From the Guidelines
Daptomycin is a recommended alternative to vancomycin if a patient develops pruritus, with a typical adult dose of 6 mg/kg intravenously once daily, as stated in the guidelines by the Infectious Diseases Society of America 1. When switching from vancomycin to daptomycin:
- Stop vancomycin immediately
- Start daptomycin as soon as possible
- Monitor creatine phosphokinase (CPK) levels weekly Daptomycin is effective against many gram-positive bacteria, including methicillin-resistant Staphylococcus aureus (MRSA) 1. It works by disrupting bacterial cell membranes, leading to rapid cell death. Unlike vancomycin, daptomycin is not associated with "Red Man Syndrome" or histamine-mediated itching. Other alternatives may include linezolid or teicoplanin, depending on the specific infection and local antibiotic resistance patterns. However, daptomycin is often preferred due to its broad spectrum of activity and once-daily dosing 1. Some key points to consider when using daptomycin include:
- It is contraindicated in the treatment of S aureus pneumonia acquired via the aspiration route 1
- Higher doses of daptomycin (8-10 mg/kg) may be recommended for complicated infections, including left-sided IE, although this is not FDA-approved 1
- Daptomycin may be a reasonable alternative to vancomycin for left-sided NVE caused by MRSA, based on limited data from prospective and observational studies 1
From the FDA Drug Label
Treatment discontinuations due to adverse events occurred in 8% (72/929) of patients treated with VIBATIV, the most common events being nausea and rash (
1% each). Treatment discontinuations due to adverse events occurred in 6% (53/938) of vancomycin-treated patients, the most common events being rash and pruritus (1% each)
The alternative to vancomycin used if a patient develops pruritus is telavancin (VIBATIV) 2.
From the Research
Alternative to Vancomycin
If a patient develops pruritus, an alternative to vancomycin may be considered.

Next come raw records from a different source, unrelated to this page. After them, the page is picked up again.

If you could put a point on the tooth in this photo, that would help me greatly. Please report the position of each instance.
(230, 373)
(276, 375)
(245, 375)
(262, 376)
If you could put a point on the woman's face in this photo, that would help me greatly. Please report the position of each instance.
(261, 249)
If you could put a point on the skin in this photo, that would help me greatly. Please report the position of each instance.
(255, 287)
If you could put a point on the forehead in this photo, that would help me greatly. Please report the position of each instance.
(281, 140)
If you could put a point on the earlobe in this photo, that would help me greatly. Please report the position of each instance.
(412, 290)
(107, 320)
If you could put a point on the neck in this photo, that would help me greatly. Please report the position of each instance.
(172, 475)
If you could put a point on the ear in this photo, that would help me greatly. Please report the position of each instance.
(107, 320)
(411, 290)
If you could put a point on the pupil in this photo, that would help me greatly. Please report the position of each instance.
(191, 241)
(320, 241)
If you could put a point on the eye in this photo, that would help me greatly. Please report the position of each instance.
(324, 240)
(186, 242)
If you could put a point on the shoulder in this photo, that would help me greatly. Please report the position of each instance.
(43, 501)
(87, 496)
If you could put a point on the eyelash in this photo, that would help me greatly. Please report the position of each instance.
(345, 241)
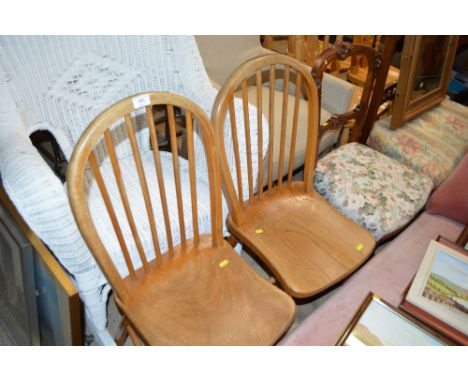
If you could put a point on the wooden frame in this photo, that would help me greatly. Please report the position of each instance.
(451, 323)
(405, 108)
(194, 281)
(426, 334)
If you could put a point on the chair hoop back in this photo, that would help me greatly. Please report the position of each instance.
(296, 77)
(99, 132)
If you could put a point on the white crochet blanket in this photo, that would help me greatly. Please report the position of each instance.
(60, 84)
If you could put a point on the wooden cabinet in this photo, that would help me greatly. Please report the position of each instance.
(39, 304)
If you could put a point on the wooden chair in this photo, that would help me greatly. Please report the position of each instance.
(357, 72)
(306, 244)
(197, 291)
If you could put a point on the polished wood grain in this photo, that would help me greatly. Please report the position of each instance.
(407, 107)
(306, 244)
(356, 117)
(199, 292)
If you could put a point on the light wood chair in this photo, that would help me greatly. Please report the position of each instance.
(306, 244)
(199, 291)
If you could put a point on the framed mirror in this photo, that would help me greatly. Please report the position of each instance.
(426, 66)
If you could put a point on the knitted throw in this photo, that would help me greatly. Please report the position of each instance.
(61, 84)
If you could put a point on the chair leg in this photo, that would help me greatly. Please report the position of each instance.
(125, 330)
(133, 336)
(122, 332)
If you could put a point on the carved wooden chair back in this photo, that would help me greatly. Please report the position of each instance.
(304, 48)
(341, 52)
(295, 75)
(83, 156)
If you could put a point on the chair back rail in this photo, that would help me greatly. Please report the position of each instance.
(294, 74)
(340, 52)
(84, 156)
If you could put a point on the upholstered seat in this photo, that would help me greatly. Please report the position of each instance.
(433, 143)
(222, 54)
(375, 191)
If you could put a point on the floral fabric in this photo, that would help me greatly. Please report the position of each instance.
(371, 189)
(433, 143)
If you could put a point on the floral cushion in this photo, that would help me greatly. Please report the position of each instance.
(433, 143)
(371, 189)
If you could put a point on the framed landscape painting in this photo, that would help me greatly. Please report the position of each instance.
(377, 323)
(440, 289)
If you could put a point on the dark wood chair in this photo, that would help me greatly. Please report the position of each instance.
(306, 244)
(198, 291)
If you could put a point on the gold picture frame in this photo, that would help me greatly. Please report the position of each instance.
(378, 323)
(408, 103)
(438, 294)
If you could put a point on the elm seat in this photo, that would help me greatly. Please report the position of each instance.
(388, 273)
(371, 189)
(211, 305)
(189, 285)
(433, 143)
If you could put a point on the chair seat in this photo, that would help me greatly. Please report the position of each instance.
(307, 244)
(206, 303)
(433, 143)
(375, 191)
(133, 190)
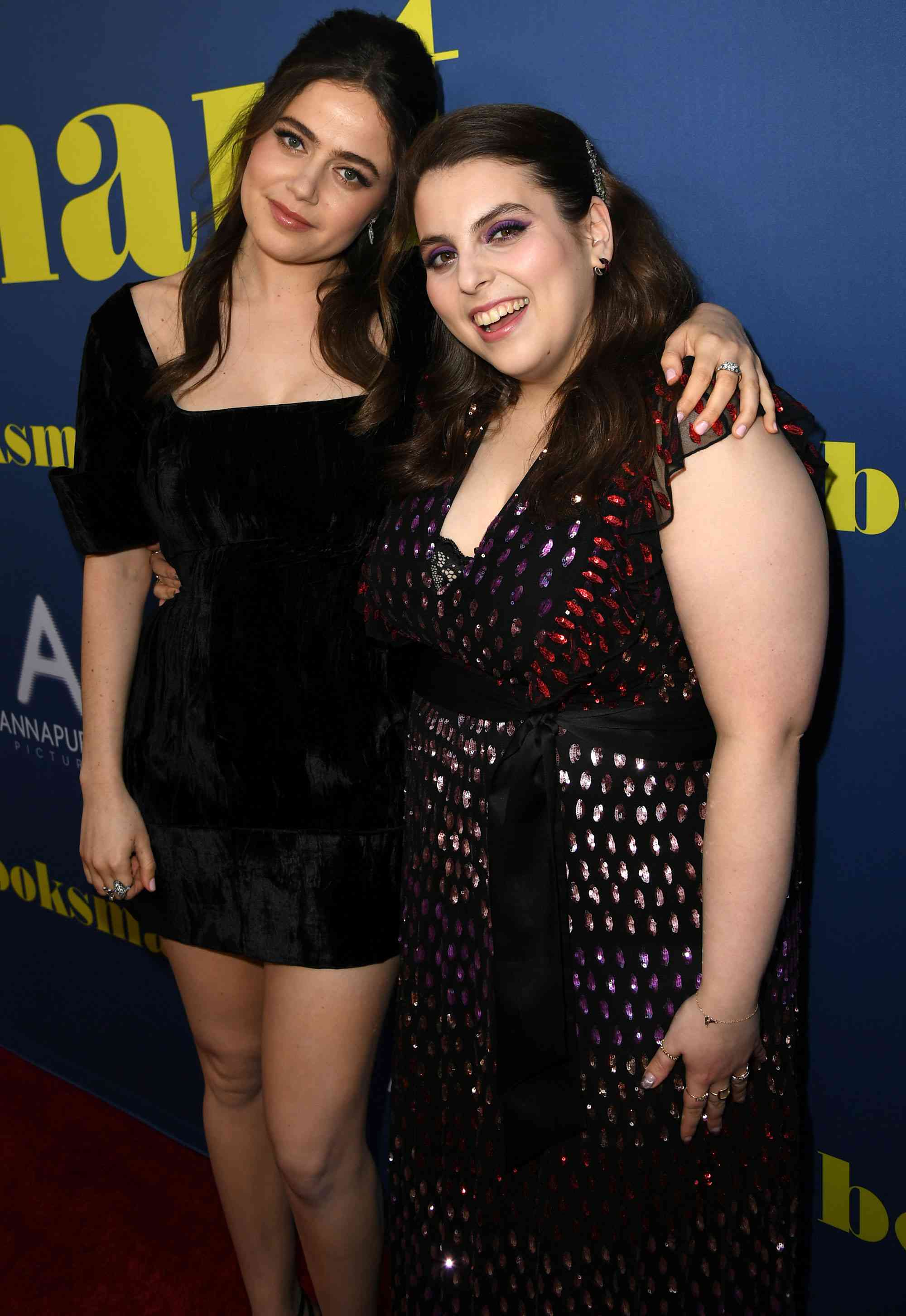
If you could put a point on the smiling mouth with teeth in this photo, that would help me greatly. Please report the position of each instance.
(488, 319)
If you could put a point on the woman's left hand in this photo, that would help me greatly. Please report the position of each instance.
(717, 1064)
(713, 335)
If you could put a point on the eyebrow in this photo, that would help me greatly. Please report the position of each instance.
(315, 140)
(479, 224)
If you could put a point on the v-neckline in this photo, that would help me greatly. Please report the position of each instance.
(458, 485)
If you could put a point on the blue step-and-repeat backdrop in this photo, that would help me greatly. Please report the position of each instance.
(770, 137)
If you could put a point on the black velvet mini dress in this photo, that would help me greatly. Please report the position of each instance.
(264, 740)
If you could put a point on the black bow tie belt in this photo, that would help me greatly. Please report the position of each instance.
(538, 1086)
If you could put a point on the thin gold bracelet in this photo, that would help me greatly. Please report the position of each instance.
(709, 1019)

- Daptomycin is used as an alternative antibiotic in some cases, as seen in a patient who developed anaphylaxis with disseminated intravascular coagulation despite prior repeated exposure to vancomycin 3.
- Other alternatives may include linezolid, teicoplanin, or quinupristin/dalfopristin, although these are not explicitly mentioned in the provided studies.
- In some cases, vancomycin may be replaced with other antibiotics such as clindamycin, as seen in a patient with a history of chronic osteomyelitis of the right tibia 4.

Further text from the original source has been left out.